The Summer NaNo isn’t so much a novel as the groundwork for one, as I take the challenge of playing the 30-question character questionnaire against a plot skeleton. Today I’m to ask Leonie what she ate today, in great detail.
She’s presently on an ocean-going steamship, en route from England to New York City, some time in 1916. I looked up the dinner menus from the Titanic (1913), then read a bit about theWhite Star Line, and its rival, the Cunard Line (the former distinguished by the luxury of accommodations, the latter by rapidity of transit) and decided that it had to be a Cunard liner. Leonie is a courier accompanying a shipment of paintings to a very wealthy buyer who wants to enjoy his new acquisition as soon as possible. I guessed that wartime conditions would have reduced the luxury standard, and got lucky with a Google search on Cunard dinner menus from 1915-1916.
Then I read about the Academie Julian, whose students included artists as various as John Singer Sargent, Marie Bashkirtseff, Robert Henri, and Diego Rivera. Very definitely our Leonie did her training there, as it was one of the few French art schools that admitted women at the time.
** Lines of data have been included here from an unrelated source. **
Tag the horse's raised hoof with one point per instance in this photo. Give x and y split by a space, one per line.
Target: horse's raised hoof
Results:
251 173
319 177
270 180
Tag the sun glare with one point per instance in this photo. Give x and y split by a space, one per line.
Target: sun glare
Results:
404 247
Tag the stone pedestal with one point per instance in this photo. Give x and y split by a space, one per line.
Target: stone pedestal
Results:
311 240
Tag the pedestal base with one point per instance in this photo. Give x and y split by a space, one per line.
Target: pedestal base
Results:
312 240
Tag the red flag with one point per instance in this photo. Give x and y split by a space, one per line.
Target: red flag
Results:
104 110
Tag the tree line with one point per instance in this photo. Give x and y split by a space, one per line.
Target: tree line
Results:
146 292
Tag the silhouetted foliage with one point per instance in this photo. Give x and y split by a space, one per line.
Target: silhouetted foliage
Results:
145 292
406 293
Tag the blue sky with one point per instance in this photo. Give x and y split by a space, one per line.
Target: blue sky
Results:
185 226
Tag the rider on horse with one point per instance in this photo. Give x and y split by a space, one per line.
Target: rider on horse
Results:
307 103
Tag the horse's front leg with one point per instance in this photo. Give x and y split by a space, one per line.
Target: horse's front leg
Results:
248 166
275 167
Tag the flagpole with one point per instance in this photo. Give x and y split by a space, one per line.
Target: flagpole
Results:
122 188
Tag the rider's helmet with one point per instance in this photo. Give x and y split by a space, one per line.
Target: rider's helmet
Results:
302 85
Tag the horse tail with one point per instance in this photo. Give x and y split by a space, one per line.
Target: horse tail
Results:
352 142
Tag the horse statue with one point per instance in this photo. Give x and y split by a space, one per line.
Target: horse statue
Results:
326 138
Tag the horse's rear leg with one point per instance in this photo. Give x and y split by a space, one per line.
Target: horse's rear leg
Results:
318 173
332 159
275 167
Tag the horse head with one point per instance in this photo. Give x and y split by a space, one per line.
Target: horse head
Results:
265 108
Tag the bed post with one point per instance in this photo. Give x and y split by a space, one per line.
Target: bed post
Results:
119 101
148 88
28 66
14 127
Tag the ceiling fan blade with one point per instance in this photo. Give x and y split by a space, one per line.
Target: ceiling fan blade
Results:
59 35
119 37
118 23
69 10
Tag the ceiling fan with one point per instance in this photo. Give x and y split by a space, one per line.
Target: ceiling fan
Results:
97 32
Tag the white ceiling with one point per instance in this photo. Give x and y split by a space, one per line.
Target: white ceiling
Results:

There was a lovely labyrinth, too, in which I learned more about the works of all of the above, and began reading Bashkirtseff’s famous diary, which Leonie would have read as a young teenager.
All of which confirmed, of course, my initial guess: she is dining on roast beef, potatoes and horseradish, in the second-class dining room, while thinking about the light on the cutlery and the still-life that meal would make.
The fun part, of course, is confirming that answer. Now I’m off to finish the interview and to find out what else is lurking behind the unwritten page.